We returned today from Germany. Can recommend the Donauworth Stellplatz on the Romantische Strasse and it is free.

We tended to find the ADAC Stellplatz guide the best, in fact they have an app we have discovered with really good offline mapping. Going to download it on e we finally get home. We do use the Bordatlas app when away too. OH has the Dutch Parkings app which is quite good too.

Are you staying in Germany or just using it as a route to elsewhere?


----------



## Whatton (Feb 1, 2010)

Well I'll chuck another app in the mix I find good, Park4night, 13000 POI's and all offline.

http://park4night.com/


----------



## oldtart (Mar 18, 2006)

Thanks,Nethernut and Barry.

We are going from Ypres to Frankfurt, Berlin to visit friends and then down to Lake Lucerne in October.

I have yet to plan the route.
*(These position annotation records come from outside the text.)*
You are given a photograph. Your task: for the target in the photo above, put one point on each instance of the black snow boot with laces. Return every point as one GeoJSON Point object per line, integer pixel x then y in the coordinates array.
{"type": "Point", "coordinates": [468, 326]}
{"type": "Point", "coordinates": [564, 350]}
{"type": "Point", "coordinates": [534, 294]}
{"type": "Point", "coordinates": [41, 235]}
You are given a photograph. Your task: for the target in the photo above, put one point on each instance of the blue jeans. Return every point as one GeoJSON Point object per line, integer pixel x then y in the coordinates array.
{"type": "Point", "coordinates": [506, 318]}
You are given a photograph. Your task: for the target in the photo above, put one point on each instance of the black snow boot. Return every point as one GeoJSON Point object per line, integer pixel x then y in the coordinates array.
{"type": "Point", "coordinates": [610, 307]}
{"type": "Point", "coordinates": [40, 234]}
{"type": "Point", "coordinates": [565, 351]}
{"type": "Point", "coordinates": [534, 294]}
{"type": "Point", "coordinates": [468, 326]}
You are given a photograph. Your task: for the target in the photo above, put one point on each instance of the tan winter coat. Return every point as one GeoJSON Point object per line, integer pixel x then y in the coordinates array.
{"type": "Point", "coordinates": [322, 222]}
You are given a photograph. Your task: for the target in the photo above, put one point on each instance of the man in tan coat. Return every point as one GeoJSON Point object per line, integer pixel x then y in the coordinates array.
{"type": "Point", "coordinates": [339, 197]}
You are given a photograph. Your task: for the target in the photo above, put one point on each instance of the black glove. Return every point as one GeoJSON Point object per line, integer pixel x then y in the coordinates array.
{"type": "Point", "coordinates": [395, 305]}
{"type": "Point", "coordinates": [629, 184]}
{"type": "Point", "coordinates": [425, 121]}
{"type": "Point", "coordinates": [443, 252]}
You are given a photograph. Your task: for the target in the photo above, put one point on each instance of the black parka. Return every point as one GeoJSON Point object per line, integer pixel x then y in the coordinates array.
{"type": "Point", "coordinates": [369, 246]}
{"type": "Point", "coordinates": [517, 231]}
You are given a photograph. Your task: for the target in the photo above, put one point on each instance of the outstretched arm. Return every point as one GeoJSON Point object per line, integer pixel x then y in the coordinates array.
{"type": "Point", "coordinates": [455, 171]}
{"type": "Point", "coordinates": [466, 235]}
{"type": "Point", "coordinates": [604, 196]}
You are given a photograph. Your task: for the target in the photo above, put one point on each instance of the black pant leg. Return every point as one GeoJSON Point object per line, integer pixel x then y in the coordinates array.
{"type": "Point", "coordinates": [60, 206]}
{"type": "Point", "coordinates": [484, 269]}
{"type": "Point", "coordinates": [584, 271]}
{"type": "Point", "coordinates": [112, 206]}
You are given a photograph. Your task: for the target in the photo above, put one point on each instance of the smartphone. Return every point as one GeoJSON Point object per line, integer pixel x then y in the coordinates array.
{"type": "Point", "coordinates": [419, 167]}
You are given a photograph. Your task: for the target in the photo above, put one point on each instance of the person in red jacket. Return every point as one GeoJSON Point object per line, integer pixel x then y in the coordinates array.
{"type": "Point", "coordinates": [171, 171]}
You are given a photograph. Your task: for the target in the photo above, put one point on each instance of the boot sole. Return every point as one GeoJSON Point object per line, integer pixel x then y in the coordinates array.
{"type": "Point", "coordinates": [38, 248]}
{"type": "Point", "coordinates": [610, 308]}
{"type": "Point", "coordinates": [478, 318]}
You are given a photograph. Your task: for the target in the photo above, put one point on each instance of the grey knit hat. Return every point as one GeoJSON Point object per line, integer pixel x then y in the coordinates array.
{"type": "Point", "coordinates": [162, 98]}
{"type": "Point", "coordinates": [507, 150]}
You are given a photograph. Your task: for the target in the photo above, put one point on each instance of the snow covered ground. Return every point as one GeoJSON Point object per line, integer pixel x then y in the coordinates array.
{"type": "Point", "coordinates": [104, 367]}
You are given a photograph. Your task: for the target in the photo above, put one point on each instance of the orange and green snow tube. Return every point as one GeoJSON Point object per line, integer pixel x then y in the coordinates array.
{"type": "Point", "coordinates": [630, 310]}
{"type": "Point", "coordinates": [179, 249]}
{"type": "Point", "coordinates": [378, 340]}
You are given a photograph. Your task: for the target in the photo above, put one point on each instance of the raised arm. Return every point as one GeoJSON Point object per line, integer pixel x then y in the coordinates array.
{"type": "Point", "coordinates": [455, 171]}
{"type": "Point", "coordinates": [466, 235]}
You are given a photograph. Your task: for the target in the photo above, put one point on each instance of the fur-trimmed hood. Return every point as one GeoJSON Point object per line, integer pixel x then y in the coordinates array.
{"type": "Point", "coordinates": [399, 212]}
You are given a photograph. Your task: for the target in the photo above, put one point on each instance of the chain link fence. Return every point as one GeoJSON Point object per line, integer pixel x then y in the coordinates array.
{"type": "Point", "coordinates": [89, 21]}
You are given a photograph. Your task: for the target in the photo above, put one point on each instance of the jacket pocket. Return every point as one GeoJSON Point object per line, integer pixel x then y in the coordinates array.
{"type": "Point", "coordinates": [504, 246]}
Dave wants to go to a particular vineyard on the Moselle. we had a bottle when we celebrated our 70th.

I've got the Bord atlas, ADAC camping book and card and hopefully the ACSI guide.

Dave has just found the vineyard. It's at Bernkastel-kues. So will have to find somewhere to camp near there. Hopefully overnight as we shall have to do some tasting!!!. 

Val


----------



## barryd (May 9, 2008)

Thanks for the replies and the link from Whatton. Good to see that park4night show the co-ordinates in decimal a well which Bord Atlas do not and thats a real pain.

Im not sure what we are doing. I planned 5 possible trips for this summer one of which includes Germany so I have been through CC infos and Bord Atlas and picked out all the highlights of the Romantic Road from Wurzberg to Fussen as well as a few lakes aroudn the route and PDF'd the nearest stellplatz for each location that look ok.

So yes if we do it we will be taking a couple of weeks or so before entering Austria and Italy. Ive also been looking at the Pyrenees and maybe Portugal so who knows?  

These things are never wasted though as if we dont do it its all filed away for another time. I planned an entire trip through Tuscany once and we still havent been.

Cheers
BD


----------



## Glandwr (Jun 12, 2006)

Don't miss Rothenburg ODT Barry a real gem, the stellplatz is just out side the walls 10 euros 2 years ago. Stay two nights, you have to feed the machine with coin. Wait till all the tourist coaches have gone and go and have a walk around the walls at dusk. Magical!

Dick


----------